DCF has a simple and straight forward mission: Strive to protect children from abuse and neglect and, in partnership with families and communities, ensure children are able to grow and thrive in a safe and nurturing environment. While the mission is easy to understand, achieving it is more than complicated.  DCF intervenes with thousands of families and children every year and in virtually every case it is with a family in active crisis.  Drug abuse, neglect, sexual trauma, criminal activity, poverty, and mental health issues are common concerns for DCF social workers trying to effectuate a positive change in a child’s life.  Helping a child overcome any one of these challenges seems daunting enough but helping a child thrive when confronted with most or all of these challenges is a herculean task. Headlines rarely capture these elements when dedicating 350 words or 75 seconds of air time to a case that DCF may have spent years trying to salvage.

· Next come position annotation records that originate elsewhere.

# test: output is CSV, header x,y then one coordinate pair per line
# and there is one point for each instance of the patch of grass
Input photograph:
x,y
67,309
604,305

Fortunately, change is on the way.  Governor Charlie Baker has put forth major changes in an effort to support DCF and its mission.  In addition to over $35 million in new funding, DCF has new procedures for tracking children and families, reducing caseloads for employees, training staff, assessing risk, managing intakes, and emergency responses.  There is also an investment in technology and in resources such as reopening a shuttered regional office in Worcester.   Given that DCF is tasked with saving at-risk children it seems likely that the department will always be a lightning rod when something goes wrong.  Hopefully, all of the changes to DCF moving forward will help to shine a light on the countless times every year that things go right.